Like his rodent rival, Mickey Mouse, and those other critters from Disneyland, Asterix now boasts a theme park outside Paris. Over the past decade, three live-action Asterix movies have hammered Hollywood films in French cinemas; the most recent one, Asterix at the Olympic Games, was one of the top-grossing movies of 2008. And while the U.S. has remained largely immune to the Gaul's charms, his celebrity has been recognized by at least one venerable American publication: Asterix made the cover of a 1991 TIME magazine special edition on "the new France."

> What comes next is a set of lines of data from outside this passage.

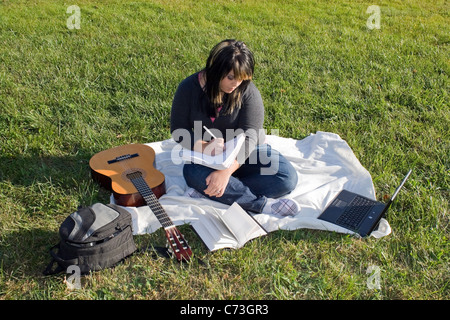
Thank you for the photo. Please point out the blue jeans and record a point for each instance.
(265, 174)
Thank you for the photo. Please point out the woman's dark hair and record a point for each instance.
(228, 55)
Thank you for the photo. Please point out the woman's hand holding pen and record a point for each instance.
(214, 147)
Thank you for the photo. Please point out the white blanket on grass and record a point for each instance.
(324, 162)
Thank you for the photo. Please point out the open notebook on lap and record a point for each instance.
(357, 213)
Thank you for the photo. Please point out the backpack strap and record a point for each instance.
(61, 263)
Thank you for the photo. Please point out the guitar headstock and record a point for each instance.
(178, 246)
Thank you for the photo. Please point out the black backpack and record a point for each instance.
(93, 238)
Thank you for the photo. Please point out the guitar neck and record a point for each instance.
(150, 198)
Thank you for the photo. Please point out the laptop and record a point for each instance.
(356, 212)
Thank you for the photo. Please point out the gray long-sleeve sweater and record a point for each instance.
(189, 115)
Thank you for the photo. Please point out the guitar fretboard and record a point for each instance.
(146, 192)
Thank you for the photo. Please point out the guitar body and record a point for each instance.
(129, 173)
(113, 176)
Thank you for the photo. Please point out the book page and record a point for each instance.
(214, 232)
(243, 226)
(220, 161)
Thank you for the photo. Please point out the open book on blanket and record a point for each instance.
(220, 161)
(230, 229)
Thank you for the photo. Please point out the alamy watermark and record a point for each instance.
(373, 281)
(374, 21)
(74, 20)
(73, 282)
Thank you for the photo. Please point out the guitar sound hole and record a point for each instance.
(133, 173)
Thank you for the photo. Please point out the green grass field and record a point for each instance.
(66, 94)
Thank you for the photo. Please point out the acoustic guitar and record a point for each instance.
(129, 173)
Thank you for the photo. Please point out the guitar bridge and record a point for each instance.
(123, 157)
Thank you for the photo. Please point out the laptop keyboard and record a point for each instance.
(352, 217)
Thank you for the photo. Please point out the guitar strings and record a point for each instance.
(147, 193)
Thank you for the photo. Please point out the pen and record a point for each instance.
(209, 131)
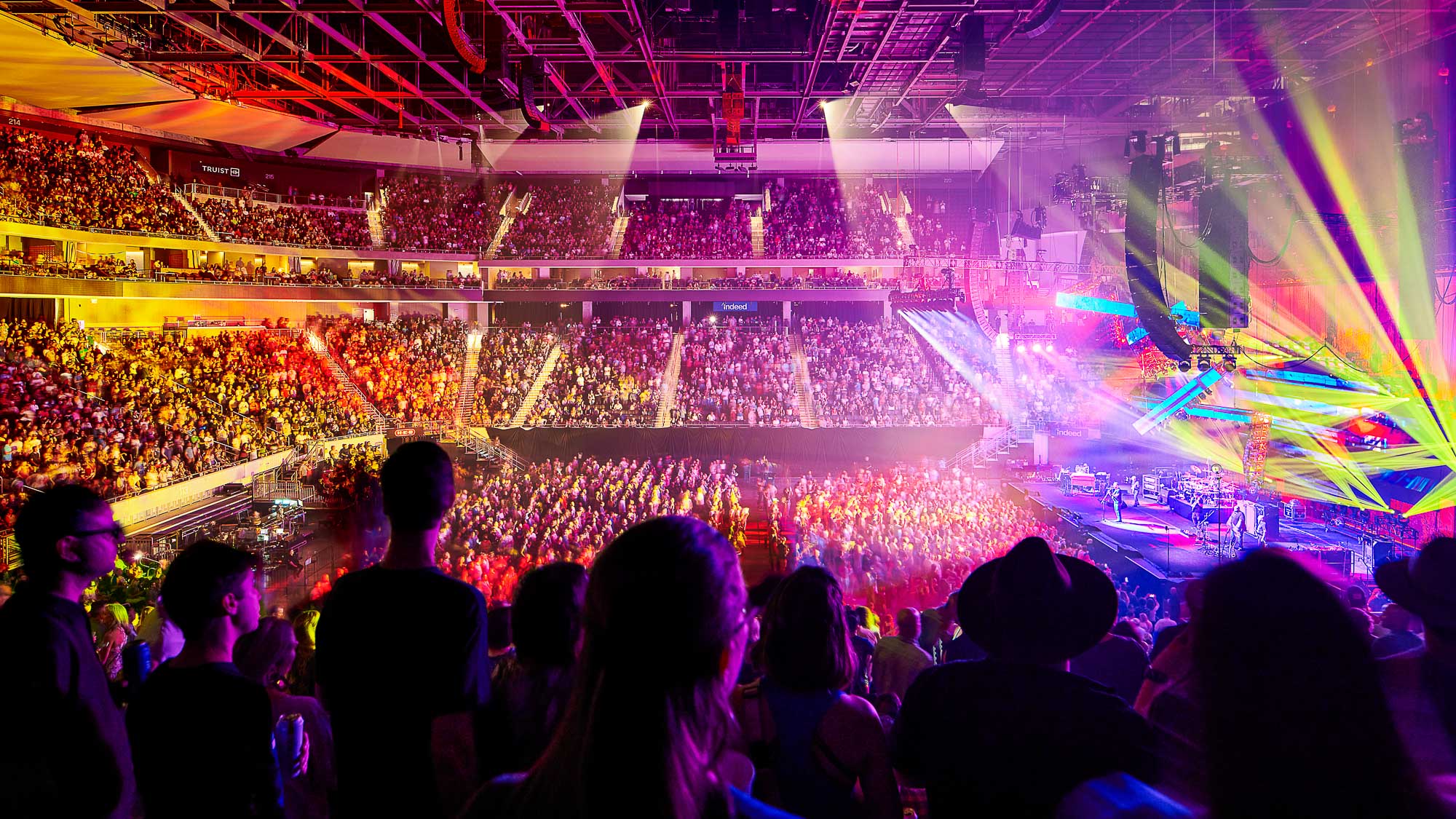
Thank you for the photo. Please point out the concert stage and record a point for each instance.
(1163, 542)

But Asterix's success presents a problem. How can a huge commercial hit continue to represent the little guy? Asterix is not just the biggest comic-book star in France these days, but in the whole of Europe. Asterix merchandising is big business, from video games, plush toys and shampoos to, yes, even McDonald's Happy Meals.
And as much as some of its citizens may continue to romanticize France's place in the world, the Asterix syndrome no longer really applies to France, if it ever did. The world's fifth biggest economy is as globalized as any other country. French businesses such as oil giant Total, retailer Carrefour and carmaker Renault are fixtures in the FORTUNE Global 500. President Nicolas Sarkozy (nicknamed l'Américain) openly admires American entrepreneurialism. Last year, his government announced plans to make youngsters bilingual in French and English by the time they finish school. Frenchmen head two bastions of globalization and capitalism, the World Trade Organization and the International Monetary Fund.
The same goes for the rest of Europe. The patchwork of nations that make up the European Union sports a combined population of half a billion people hardly a small Gallic village forced to defend itself against the onslaught of an economic empire. In ways both obvious and less so, the E.U. is now a superpower of its own.
All that means it's time to rethink the Asterix metaphor. For half a century, the Asterix books have delighted generations with their thrilling adventures, rich characters and subversive comedy. Using those stories to make a political point about France's supposed endangered status demeans the brilliance of the art and writing in the comics, as well as their incredible commercial success. As Uderzo insists, his stories are for children. The idea that France or the rest of Europe needs to be treated as kids as well is, as Asterix might say, pathetix.